The two nuclear weapons laboratories both submitted designs that fully met all RRW requirements. However, D'Agostino noted that higher confidence in the ability to certify the Livermore design without underground nuclear testing was the primary reason for its selection. That design was more closely tied to previous underground testing. While one of several factors, it was an especially important one to assure long-term confidence in the reliability of the nuclear weapons stockpile.
Several features of the Los Alamos design are highly innovative and will be developed in parallel with the Livermore effort. As they mature, the features may be introduced into the RRW design as it progresses.
Ouch. Talk about a "Dear John" letter for Los Alamos National Laboratories. It originally looked like Congress might buy into two RRWs just to keep both laboratories alive. Then the Bush administration toyed with the idea of a hybrid bomb that would combine technology from Lawrence Livermore's design, which was tested back in the 1980s, and Los Alamos's brand new design. Now it appears that the Bush administration has come to grips with the fact that it can't afford to keep two nuclear weapons laboratories on life support.

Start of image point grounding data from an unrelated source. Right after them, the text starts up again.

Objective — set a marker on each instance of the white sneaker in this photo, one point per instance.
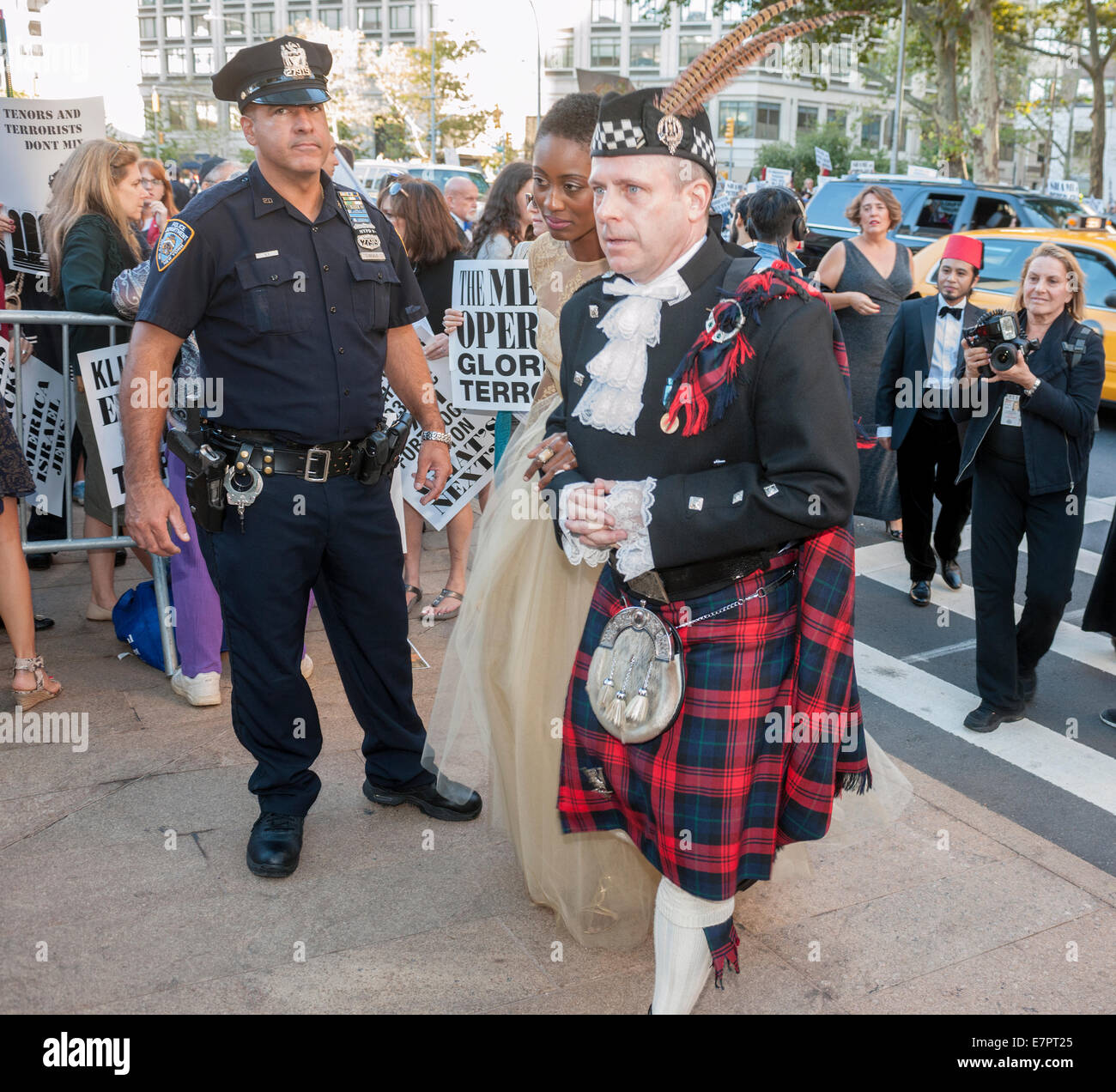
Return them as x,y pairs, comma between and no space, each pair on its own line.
202,689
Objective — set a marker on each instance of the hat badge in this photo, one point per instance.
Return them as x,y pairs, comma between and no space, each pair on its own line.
670,132
294,62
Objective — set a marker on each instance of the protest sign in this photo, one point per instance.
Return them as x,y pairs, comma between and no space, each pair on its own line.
774,175
494,361
37,136
1064,188
100,375
472,452
44,430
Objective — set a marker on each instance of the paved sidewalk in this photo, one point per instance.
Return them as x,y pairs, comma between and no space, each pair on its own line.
1000,921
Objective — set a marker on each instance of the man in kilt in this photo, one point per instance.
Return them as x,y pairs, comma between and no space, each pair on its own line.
715,475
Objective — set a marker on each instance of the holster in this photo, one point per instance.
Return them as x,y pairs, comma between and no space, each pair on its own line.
204,475
379,453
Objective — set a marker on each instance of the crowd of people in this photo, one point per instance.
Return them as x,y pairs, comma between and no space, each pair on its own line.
736,502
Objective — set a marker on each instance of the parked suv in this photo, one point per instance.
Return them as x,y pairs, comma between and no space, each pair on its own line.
933,208
372,174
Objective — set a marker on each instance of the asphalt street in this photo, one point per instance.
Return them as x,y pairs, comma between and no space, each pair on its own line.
916,671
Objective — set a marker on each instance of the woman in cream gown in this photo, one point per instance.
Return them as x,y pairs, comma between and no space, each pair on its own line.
509,660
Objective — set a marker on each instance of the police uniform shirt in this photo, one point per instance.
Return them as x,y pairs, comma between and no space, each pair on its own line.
287,314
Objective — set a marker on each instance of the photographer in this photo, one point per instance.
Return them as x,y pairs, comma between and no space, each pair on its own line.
1029,458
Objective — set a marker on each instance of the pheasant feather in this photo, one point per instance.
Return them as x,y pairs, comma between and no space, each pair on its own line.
687,100
710,62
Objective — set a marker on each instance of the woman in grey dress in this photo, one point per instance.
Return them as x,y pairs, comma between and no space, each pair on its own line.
866,278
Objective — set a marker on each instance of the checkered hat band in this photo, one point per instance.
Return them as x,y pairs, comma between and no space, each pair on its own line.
610,136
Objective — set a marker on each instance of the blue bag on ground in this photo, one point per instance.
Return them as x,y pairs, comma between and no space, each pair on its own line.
135,619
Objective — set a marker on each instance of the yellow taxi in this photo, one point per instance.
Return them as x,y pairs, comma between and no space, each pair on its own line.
1005,249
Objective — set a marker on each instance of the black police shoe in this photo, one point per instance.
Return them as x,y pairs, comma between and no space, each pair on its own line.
988,718
951,573
428,801
275,844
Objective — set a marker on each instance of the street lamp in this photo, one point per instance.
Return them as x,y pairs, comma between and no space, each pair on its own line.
538,70
899,94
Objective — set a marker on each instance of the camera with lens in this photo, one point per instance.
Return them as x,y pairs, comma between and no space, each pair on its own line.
998,331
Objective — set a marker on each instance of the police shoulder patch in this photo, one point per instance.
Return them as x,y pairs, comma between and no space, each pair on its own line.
174,239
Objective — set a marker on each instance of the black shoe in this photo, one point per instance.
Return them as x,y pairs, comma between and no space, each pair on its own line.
986,718
951,573
428,801
275,844
41,622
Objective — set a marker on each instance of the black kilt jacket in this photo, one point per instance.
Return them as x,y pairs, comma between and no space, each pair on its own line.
781,464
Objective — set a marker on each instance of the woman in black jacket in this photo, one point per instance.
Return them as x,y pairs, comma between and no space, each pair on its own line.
1027,446
96,197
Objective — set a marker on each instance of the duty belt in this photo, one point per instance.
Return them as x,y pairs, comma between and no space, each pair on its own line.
260,450
670,585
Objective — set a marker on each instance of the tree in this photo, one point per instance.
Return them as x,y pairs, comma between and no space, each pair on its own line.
403,75
799,159
353,92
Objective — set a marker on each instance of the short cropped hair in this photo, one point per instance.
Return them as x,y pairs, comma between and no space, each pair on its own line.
891,203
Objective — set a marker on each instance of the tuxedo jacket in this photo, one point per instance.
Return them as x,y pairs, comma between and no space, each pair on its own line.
780,464
907,356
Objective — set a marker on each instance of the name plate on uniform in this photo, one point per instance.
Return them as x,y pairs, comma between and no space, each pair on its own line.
367,241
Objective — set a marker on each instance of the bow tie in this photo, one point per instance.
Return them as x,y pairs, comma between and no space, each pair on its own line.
670,288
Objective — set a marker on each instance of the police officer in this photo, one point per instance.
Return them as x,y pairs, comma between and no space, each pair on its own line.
302,300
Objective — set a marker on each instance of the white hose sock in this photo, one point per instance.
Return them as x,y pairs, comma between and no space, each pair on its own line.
682,954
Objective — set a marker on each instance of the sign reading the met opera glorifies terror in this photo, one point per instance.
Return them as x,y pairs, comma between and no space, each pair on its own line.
37,136
494,362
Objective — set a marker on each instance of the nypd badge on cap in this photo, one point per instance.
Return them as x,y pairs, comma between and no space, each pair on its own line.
286,71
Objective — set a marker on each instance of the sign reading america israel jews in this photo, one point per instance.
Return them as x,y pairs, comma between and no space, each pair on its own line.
44,429
472,449
494,362
100,375
37,136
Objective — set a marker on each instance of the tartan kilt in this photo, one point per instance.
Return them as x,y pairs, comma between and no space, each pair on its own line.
710,801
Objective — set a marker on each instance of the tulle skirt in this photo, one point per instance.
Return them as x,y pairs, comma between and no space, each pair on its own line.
499,708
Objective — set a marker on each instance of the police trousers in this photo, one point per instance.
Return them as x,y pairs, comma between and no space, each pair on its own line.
1004,512
342,539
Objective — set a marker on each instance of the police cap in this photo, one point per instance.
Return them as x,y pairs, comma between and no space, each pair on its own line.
285,71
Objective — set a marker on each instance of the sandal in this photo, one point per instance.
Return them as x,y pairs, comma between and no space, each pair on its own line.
30,698
446,616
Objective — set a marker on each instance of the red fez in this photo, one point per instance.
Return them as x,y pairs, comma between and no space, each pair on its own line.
967,249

The Los Alamos insider's blog LANL: The Corporate Story (successor to LANL: The Real Story) believes that this announcement is the laboratory's death knell. Unless Pete Domineci can defend LANL by slipping a consolation prize into this year's enormous Defense appropriations bill, I think they may be right.
1 comment:
Counter-terrorism policy in general is becoming too wedded to a sort of action movie aesthetic. I always thought that the perfect fictional representation of counter-terrorism was not "24" but "The Day of the Jackal" and "Battle of Algiers"--two fine films detailing the real complications and moral pitfalls of dealing with terrorism.